Zwar lassen sich die Kleinsthäuser von Small Smart House innert weniger Tage abbauen, zügeln und wieder aufbauen. Die Schwierigkeit ist aber, dafür überhaupt ein Grundstück zu finden, wie Lüllmann erklärt. «Nach spätestens drei Jahren muss man sich Gedanken machen, wo man als Nächstes hinwill, wenn die maximale Dauer fünf Jahre beträgt.»
Zufriedenheit bei der Stadt Kloten
Zufrieden ist man mit dem Urteil auch bei der Stadt Kloten, wie Marc Osterwalder mitteilt. Man sehe sich bestätigt in der Haltung, dass eine Zwischennutzung mit Wohnanteil in einem Transformationsgebiet aufgrund der vorgesehenen wissenschaftlichen Begleitung zulässig sei, beantwortet der Leiter Bereich Lebensraum, der auch stellvertretender Verwaltungsdirektor ist, die entsprechende Frage.

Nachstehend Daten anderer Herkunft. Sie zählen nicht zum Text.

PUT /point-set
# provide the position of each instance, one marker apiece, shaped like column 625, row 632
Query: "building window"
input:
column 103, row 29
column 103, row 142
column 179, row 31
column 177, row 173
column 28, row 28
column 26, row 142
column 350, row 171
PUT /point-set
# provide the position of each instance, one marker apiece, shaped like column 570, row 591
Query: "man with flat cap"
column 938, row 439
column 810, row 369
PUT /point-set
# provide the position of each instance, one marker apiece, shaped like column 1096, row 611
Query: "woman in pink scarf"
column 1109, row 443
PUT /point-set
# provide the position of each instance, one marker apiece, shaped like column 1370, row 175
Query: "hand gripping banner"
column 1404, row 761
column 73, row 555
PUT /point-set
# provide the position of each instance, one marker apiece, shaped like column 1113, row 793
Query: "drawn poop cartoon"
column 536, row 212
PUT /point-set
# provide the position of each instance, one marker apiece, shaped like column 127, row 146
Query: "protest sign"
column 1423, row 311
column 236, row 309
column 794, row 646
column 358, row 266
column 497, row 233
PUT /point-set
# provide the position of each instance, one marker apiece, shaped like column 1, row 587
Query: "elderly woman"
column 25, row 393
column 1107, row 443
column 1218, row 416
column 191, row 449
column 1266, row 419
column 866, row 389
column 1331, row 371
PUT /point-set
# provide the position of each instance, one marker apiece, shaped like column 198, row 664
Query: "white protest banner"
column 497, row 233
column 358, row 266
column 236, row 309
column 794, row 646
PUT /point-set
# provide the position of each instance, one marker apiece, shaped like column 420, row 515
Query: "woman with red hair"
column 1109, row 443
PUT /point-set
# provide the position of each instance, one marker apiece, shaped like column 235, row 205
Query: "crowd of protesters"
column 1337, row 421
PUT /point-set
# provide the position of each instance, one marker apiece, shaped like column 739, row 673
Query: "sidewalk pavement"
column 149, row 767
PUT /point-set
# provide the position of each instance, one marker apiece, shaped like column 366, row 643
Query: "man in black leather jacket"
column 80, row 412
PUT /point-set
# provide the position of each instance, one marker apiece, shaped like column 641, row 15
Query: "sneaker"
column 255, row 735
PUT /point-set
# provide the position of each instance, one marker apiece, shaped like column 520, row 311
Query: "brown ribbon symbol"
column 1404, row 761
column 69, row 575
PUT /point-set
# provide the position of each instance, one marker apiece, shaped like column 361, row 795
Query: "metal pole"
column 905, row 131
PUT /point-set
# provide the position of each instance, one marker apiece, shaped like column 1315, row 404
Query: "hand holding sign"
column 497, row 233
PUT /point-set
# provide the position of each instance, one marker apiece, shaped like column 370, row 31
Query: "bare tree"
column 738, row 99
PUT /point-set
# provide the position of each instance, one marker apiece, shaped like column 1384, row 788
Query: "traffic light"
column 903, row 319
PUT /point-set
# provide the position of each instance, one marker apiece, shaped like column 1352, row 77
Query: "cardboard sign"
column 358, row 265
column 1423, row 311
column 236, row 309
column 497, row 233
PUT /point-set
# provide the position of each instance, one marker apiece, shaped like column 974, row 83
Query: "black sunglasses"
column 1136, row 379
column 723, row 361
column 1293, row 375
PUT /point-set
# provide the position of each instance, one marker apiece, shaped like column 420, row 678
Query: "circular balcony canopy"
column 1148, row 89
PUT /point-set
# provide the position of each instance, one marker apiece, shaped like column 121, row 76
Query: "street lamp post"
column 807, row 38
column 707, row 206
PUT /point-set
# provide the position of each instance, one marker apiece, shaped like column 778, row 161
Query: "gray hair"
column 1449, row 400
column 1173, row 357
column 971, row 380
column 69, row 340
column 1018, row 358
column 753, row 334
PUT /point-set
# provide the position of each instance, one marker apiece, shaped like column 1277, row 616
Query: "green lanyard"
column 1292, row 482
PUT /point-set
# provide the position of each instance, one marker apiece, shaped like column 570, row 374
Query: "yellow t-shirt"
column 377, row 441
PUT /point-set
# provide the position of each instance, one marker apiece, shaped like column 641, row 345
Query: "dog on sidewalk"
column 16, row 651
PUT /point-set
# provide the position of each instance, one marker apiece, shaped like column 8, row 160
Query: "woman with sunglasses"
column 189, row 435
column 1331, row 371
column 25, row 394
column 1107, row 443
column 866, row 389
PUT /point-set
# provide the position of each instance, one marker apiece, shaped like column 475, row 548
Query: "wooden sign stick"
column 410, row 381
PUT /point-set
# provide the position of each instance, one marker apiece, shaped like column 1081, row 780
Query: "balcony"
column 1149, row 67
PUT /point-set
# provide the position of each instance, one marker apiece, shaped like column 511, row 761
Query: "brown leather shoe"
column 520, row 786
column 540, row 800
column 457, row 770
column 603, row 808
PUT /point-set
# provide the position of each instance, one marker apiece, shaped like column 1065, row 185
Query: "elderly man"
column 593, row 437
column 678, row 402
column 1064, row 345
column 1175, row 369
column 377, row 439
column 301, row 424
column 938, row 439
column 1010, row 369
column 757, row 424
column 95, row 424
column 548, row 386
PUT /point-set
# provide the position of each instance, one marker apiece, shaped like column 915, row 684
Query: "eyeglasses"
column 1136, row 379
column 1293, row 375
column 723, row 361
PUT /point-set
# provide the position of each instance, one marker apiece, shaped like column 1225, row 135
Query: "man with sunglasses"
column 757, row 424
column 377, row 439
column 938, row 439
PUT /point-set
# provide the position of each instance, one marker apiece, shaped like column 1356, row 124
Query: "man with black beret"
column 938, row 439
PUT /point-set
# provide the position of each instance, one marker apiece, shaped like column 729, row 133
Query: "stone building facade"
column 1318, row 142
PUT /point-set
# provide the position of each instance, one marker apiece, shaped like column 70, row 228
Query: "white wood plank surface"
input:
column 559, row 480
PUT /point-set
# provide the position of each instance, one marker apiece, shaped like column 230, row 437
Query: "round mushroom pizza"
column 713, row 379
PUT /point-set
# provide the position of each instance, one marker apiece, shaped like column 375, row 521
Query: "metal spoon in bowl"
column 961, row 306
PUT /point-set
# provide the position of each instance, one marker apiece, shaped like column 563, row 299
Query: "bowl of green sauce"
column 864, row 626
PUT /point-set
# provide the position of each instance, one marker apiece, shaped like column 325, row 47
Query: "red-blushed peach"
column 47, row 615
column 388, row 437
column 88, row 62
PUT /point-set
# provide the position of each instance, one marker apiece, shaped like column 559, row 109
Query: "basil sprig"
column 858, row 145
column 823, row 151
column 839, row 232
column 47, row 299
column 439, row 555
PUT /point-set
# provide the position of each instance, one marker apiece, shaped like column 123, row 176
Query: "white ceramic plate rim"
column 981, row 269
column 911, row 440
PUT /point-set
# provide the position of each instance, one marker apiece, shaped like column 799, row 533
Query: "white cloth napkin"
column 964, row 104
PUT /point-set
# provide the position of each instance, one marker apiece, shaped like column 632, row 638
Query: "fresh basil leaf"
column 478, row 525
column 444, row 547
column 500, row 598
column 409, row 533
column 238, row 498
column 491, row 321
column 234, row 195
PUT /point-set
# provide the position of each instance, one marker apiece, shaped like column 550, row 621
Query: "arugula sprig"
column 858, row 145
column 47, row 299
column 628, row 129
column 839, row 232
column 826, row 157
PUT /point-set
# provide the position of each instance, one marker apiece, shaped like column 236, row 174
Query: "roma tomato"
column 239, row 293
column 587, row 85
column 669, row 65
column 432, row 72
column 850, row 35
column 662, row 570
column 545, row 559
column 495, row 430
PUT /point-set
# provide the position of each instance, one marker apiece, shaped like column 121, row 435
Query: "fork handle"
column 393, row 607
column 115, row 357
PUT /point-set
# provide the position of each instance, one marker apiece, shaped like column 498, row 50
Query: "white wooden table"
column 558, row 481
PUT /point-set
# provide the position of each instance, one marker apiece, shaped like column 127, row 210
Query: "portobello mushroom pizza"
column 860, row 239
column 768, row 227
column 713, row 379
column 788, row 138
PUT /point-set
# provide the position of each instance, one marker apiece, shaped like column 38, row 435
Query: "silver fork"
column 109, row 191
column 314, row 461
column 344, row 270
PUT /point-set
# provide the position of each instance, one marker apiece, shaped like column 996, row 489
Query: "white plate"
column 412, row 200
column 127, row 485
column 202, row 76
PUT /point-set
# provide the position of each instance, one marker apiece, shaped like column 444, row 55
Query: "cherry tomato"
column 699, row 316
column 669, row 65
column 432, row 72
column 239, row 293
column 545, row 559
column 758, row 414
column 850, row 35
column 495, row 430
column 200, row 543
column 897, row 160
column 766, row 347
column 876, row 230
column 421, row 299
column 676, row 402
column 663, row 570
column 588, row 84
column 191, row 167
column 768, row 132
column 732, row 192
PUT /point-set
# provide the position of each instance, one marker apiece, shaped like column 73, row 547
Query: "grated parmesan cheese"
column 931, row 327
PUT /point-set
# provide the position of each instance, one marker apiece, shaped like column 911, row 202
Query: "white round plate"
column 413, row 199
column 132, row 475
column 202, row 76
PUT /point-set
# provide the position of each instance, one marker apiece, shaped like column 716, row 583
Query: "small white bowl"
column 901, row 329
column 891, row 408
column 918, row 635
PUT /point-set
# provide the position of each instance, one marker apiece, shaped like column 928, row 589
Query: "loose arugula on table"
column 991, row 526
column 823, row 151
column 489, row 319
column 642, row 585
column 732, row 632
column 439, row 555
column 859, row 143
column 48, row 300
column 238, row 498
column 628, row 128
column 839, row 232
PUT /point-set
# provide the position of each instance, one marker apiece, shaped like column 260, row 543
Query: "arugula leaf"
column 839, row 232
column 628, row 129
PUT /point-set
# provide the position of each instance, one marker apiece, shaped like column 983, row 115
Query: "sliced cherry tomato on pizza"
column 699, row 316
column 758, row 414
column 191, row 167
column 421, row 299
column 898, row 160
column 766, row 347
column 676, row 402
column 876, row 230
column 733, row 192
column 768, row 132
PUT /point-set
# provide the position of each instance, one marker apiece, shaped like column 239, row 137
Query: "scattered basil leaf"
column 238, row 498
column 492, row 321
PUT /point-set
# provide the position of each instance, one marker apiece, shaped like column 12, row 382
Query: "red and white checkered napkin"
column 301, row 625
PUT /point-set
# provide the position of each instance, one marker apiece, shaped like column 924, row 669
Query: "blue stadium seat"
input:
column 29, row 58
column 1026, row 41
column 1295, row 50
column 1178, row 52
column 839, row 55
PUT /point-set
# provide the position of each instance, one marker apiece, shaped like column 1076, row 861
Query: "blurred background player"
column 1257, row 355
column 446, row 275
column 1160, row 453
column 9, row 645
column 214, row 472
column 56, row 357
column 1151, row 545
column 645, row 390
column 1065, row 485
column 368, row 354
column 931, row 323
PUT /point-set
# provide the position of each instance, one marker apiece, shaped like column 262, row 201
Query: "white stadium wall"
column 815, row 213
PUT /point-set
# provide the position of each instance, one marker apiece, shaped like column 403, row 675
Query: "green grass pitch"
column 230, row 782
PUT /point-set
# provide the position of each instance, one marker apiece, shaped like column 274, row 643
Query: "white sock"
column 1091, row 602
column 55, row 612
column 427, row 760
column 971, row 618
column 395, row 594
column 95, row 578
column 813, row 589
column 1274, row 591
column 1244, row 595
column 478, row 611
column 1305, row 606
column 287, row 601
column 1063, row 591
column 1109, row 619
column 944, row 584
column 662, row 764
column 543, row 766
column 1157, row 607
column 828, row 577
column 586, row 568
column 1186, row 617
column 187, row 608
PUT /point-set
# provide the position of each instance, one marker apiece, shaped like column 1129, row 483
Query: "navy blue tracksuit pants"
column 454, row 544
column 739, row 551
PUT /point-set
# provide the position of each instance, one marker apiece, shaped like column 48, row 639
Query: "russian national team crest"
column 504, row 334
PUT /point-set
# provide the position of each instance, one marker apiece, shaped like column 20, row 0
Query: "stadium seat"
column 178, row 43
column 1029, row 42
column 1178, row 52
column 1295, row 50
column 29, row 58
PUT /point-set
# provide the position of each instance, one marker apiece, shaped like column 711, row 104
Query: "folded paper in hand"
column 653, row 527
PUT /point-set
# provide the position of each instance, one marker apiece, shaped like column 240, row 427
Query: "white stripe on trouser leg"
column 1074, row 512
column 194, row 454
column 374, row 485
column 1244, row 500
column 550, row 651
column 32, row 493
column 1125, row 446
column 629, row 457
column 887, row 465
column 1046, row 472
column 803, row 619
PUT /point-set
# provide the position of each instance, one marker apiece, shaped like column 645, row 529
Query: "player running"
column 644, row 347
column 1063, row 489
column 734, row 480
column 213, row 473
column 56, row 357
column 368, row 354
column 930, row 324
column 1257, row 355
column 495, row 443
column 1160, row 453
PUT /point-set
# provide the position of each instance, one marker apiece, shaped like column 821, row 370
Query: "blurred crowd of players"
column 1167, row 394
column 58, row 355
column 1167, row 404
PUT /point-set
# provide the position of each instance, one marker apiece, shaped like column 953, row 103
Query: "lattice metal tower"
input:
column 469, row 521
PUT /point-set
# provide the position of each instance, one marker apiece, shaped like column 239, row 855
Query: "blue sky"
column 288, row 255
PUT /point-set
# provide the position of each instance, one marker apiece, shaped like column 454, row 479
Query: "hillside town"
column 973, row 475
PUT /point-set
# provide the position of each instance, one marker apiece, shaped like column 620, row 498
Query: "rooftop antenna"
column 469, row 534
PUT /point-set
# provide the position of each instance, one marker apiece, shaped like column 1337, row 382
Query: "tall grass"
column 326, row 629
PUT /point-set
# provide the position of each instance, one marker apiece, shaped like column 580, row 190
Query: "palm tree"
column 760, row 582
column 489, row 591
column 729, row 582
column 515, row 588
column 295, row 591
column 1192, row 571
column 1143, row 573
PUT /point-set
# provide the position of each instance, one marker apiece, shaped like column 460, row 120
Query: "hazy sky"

Die Kleinsthaussiedlung wird nämlich während der Zeit ihres Bestehens wissenschaftlich begleitet und aus Sicht von Planungswissenschaft, Umwelttechnologie und Wohnsoziologie von verschiedenen Hochschulen untersucht. Für die Stadt ergeben sich daraus auch Erkenntnisse. Aus dem heutigen Gewerbegebiet Steinacker soll nämlich ein Mischgebiet werden. Osterwalder: «Die Zwischennutzung ist einerseits ein erster wichtiger Impuls für die Transformation des Quartiers, andererseits verspricht sich die Stadt Kloten wichtige Erkenntnisse für die weitere Planung und den angestossenen Prozess.»
«Eine Baufreigabe könnte innert weniger Wochen erreicht werden.»
Und wie geht es nun weiter? «Wenn der Entscheid des Baurekursgerichts rechtskräftig geworden ist, müssen die vor Baubeginn zu erledigenden Pendenzen abgearbeitet werden», gibt Osterwalder Auskunft. Und wenige Anpassungen am Projekt aufgrund des Urteils müssen angebracht werden. Wenn es so weit ist, geht es wohl schnell: «Eine Baufreigabe könnte innerhalb weniger Wochen erreicht werden.»
Implenia wartet ab
Schlussendlich obliegt es aber der Bauherrschaft, ob und wann das Projekt umgesetzt werden soll. Von Landbesitzerin Implenia ist noch nicht mehr zu erfahren. «Zum jetzigen Zeitpunkt ist noch nicht bekannt, ob der Entscheid vor dem Verwaltungsgericht angefochten ist. Wir möchten uns daher im Moment noch nicht dazu äussern», heisst es auf Anfrage lediglich.